Ryan Gosling and Julia Roberts have been suggested to play Emmanuel Macron and his wife in a television dramatisation of their relationship, which began while she was his teacher at secondary school.
France’s oldest film producer, Gaumont, announced it was making an unauthorised six-part drama of the President’s relationship with his wife.
Brigitte, une Femme Libre — or Brigitte, a Free Woman — is yet to be cast, but during a discussion about the production on the network BFM TV, Roselyne Bachelot, France’s former Culture Minister, suggested the actors who she would like to see play the roles.
“Right away, I thought of Ryan Gosling because I find there’s a physical resemblance between Emmanuel Macron and Ryan Gosling,” she said. “And I also thought of Julia Roberts.”
Gaumont has not released a date when the series will be screened, but said it was working on a drama that would trace the “storybook” arc of the Macrons’ relationship.
It will be written by French screenwriters Benedicte Charles and Olivier Pouponneau, and each episode will be 45 minutes.
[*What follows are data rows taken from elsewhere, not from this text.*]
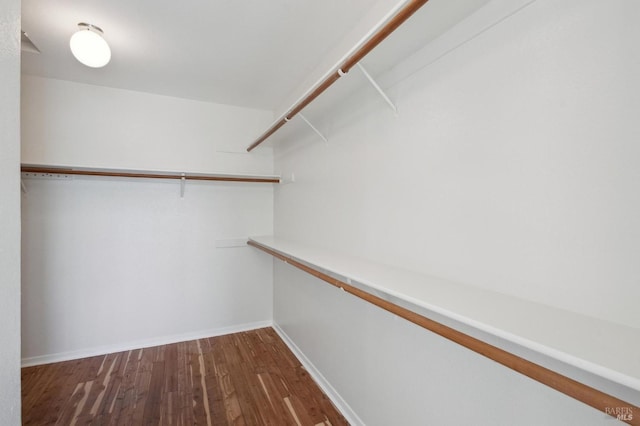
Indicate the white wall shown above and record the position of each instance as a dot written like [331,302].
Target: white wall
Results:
[513,166]
[75,124]
[110,264]
[10,213]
“Brigitte Macron is a fascinating character, we wanted to approach her in a romantic, almost melodramatic way, because of the romantic breath of her destiny,” Charles said in an interview with Le Figaro.
The Elysee Palace has said it is not involved in the project and it learned about it from the press.
The story will start in 1992, when the 15-year-old Macron met his wife-to-be, who was 39 at the time, at a theatre workshop, and take viewers up to the present day.
Macron was 29 and Brigitte 54 when they married in 2007. Ten years later, he became President.
The private life of a sitting head of state is typically off limits in French television and cinema, and Bachelot said she felt uncomfortable with the idea.
However, she admitted if the drama does air, she will be one of the first to watch it.
At the suggestion of Gosling being offered the role, another pundit joked that the series should be called Bla-Bla Land, a reference to Gosling’s 2017 movie La La Land.
Brigitte Macron was a married drama teacher at a Catholic Providence school in Amiens when she met the future President.
Their relationship sparked controversy in the provincial northern French city and led to Macron’s parents, both doctors, sending him to board in Paris for his sixth-form studies.
In 2006, Brigitte divorced from her estranged husband, Andre-Louis Auziere, a banker, and married Macron a year later.